LOL - "just" a server reset. What could possibly go wrong?
:whiste:
If it's already down, you can't really make it worse. That's the part that's key here.
If it's not down but has some kind of issue, then you don't want to jump right to a reboot, but if the whole thing is down, because it's frozen or w/e, then you can't really make it worse by forcing a reset on the VM/server.
I remember one time I get a call from the NOC that every single server was showing as down.. ironicly, at a hospital. This is normally something I'd leave to the senior tech because he knew the environment better and was less likely to be in trouble if something goes wrong, but they could not reach him so I decided to go. I kind of figured it would be something simple like a management switch that's down but turned out to be storage related with the SAN. So I'm there at 4am debating on what to do, as I did not want to reset anything if I can avoid it as I was not 100% sure at this point WHAT even froze. Spent an hour or so investigating and realize that the issue was most likely a iSCSI switch that had randomly rebooted. It was SUPPOSE to be redundant, but they never listened to me when I suggested we do redundancy tests before we make it live. I hate when people tell me "I told you so" but I LOVE it when I'm the one that can say that to someone. Long story short turns out all I had to do is reinitialize the iSCSI paths in ESXi and the VMs all resumed normally, with minor errors in the OS, if that.
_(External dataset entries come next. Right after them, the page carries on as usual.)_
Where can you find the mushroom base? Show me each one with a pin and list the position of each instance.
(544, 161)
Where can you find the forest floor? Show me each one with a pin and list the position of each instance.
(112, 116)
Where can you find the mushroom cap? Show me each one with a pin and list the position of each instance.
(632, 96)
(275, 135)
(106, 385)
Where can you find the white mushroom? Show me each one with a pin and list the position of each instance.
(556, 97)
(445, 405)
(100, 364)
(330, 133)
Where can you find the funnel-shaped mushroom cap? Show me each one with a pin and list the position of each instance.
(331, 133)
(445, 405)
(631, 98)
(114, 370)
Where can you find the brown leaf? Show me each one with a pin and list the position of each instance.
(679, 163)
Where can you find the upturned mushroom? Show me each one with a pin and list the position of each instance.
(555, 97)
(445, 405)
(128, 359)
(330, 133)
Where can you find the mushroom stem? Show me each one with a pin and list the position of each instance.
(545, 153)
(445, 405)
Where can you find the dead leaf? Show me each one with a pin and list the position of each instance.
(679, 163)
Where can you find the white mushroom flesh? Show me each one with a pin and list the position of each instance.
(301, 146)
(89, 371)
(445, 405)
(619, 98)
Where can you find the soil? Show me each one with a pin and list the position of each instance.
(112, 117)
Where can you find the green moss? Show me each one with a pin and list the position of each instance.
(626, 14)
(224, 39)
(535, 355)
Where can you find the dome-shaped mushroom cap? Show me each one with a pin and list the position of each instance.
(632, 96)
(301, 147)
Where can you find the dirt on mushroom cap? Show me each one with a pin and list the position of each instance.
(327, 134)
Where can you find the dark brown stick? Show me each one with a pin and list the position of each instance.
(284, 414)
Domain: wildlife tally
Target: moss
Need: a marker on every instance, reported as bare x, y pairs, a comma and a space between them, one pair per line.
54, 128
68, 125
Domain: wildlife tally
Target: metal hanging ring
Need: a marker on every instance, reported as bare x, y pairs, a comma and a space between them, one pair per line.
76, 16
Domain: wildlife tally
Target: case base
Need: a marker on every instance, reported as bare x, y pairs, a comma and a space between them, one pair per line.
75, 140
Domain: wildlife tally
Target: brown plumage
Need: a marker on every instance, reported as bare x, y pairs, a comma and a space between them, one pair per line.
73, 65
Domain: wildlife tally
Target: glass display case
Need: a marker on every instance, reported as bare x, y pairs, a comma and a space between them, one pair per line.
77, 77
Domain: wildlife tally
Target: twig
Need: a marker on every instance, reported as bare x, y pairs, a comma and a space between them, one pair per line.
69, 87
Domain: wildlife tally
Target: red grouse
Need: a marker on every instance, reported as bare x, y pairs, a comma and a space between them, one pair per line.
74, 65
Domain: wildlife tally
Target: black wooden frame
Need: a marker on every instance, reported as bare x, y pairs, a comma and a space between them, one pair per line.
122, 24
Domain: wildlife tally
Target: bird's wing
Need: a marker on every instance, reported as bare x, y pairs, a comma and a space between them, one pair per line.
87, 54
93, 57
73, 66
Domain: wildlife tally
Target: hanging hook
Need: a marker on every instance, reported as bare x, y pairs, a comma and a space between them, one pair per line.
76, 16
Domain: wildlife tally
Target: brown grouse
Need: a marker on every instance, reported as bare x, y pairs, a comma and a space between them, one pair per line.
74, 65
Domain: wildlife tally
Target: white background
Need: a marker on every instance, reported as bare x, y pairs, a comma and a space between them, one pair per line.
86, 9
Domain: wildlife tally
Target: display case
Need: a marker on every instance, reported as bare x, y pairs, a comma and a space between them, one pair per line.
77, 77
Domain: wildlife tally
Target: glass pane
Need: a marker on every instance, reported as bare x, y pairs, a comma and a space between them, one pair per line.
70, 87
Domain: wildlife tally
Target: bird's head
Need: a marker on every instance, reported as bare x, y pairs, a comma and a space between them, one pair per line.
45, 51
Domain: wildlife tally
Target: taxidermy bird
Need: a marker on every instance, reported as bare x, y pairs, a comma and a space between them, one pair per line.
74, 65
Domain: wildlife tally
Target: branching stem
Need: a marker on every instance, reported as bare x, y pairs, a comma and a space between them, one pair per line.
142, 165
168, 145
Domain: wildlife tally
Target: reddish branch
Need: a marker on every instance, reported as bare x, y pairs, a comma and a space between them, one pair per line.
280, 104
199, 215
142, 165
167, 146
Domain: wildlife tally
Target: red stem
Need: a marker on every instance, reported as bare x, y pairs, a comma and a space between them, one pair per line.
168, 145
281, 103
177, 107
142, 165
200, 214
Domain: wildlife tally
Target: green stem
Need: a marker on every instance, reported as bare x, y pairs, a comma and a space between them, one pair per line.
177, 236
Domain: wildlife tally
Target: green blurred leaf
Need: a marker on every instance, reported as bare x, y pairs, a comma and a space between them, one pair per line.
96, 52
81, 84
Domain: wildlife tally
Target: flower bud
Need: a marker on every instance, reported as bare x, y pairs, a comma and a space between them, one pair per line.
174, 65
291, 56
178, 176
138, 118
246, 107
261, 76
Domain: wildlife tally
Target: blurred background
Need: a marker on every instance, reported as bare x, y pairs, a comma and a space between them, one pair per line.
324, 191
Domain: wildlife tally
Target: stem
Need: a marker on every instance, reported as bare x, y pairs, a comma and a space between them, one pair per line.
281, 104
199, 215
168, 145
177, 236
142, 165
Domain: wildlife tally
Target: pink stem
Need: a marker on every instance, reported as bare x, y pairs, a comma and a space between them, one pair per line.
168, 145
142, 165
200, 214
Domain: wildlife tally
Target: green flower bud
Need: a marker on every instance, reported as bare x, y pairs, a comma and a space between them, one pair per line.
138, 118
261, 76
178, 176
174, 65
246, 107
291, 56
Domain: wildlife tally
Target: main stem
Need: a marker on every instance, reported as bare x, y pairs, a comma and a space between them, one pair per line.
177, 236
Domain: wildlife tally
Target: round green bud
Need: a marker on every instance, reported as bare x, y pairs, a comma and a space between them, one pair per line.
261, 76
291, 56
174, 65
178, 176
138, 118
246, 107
Basically by before 8am when all the admin staff comes in, I had the entire environment back up. I got lucky though, it could have been much worse, there could have been corruption and so on.
Still got in trouble for it... should not have touched it because it's production. Sure it's production, but it was DOWN! But they did not care. They still want us to fix it, but without touching it. Got to a point where I did not go on callouts anymore, if something was down, good for them, it stayed down. Oddly I learned that the less work I do at that job, the less trouble I get into. I can confirm that it's possible to get to the end of Reddit.
I was so glad when I moved to NOC. Now I can reset a whole freaking cell site and not get in trouble for it. It's just much more easy going and we can actually do our job without being in trouble and walking on egg shells all the time.